The key to reliable AI-powered user research is not novel prompting, but structuring AI tasks to mirror the methodical steps of a human researcher. This involves sequential analysis, verification, and synthesis, which prevents the AI from jumping to conclusions and hallucinating.
Despite the hype, AI-moderated user interviews are not yet a reliable tool. Even Anthropic, creators of Claude, ran a study with their own AI moderation tool that produced unimpressive, low-quality questions, highlighting the immaturity of the technology.
Instead of a single massive prompt, first feed the AI a "context-only" prompt with background information and instruct it not to analyze. Then, provide a second prompt with the analysis task. This two-step process helps the LLM focus and yields more thorough results.
Different LLMs excel at different research tasks. Caitlin Sullivan prefers Claude for its default thorough and nuanced analysis. However, she notes that Gemini is better for quickly identifying the top, most frequent themes that are solidly evidenced in the data.

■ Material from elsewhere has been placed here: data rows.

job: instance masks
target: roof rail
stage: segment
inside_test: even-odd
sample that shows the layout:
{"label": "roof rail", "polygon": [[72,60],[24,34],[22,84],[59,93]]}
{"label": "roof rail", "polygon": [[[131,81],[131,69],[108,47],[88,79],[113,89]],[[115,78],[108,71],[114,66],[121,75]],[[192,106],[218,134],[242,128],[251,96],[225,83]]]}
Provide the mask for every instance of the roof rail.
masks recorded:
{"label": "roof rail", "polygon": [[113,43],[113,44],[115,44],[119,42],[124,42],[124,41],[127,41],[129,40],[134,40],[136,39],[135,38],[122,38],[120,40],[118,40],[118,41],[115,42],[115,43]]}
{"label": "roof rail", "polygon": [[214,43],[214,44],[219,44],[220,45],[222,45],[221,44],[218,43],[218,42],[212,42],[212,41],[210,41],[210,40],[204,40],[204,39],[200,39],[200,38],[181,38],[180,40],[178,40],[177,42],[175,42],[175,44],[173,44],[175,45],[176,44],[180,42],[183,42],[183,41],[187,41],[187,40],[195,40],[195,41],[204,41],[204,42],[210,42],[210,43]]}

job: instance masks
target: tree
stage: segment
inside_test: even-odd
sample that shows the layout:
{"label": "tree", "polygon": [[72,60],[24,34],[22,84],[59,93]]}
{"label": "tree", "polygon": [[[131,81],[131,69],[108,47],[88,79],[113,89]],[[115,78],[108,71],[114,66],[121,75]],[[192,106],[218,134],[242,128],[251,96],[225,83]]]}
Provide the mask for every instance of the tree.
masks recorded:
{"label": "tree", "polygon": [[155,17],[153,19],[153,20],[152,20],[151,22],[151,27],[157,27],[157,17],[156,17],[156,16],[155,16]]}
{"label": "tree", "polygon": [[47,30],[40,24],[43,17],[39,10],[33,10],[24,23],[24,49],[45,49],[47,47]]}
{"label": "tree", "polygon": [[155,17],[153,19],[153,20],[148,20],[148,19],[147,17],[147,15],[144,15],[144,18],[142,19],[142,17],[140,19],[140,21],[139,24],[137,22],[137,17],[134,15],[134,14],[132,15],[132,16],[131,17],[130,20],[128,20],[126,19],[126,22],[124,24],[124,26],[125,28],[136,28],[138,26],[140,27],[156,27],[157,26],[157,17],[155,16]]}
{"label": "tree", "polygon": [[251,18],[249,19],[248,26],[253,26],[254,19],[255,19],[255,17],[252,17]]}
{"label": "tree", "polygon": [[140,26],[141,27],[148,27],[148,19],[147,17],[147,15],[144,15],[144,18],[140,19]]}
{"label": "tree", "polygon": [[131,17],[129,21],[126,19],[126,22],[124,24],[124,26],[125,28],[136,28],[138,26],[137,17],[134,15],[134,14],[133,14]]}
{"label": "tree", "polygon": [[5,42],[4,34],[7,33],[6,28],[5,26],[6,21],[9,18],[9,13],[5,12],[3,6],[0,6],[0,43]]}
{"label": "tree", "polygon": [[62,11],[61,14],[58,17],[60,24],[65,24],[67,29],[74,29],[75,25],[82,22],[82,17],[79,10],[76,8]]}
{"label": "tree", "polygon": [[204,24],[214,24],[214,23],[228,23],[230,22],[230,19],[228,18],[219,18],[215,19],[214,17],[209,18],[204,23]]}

After an initial analysis, use a "stress-testing" prompt that forces the LLM to verify its own findings, check for contradictions, and correct its mistakes. This verification step is crucial for building confidence in the AI's output and creating bulletproof insights.
For churn surveys, generic sentiment analysis is unhelpful as most responses will be negative. Instead, instruct the AI to use a multi-level "intensity rating" (e.g., 'soft exit,' 'frustrated,' 'angry'). This provides a much clearer signal for product teams to prioritize fixes.
Don't ask an AI to immediately find themes in open-ended survey responses. First, instruct it to perform "inductive coding"—creating and applying labels to each response based on the data itself. This structured first step ensures a more rigorous and accurate final analysis.
Large transcript files often hit LLM token limits. Converting them into structured markdown files not only circumvents this issue but also improves the model's analytical accuracy. The structure helps the AI handle the data more effectively than a raw text transcript.
Don't assume an LLM understands research terminology the way you do. Different models interpret concepts like "quote" differently. Provide clear definitions, rules, and examples for terms like "value anchors" or "fragile points" to ensure the AI's analysis aligns with your methodology.
Instead of running analyses sequentially, set up AI agents (e.g., in Claude Code) with pre-programmed workflows for different data types. You can then trigger both a survey analysis and an interview analysis simultaneously, effectively cutting your total analysis time in half.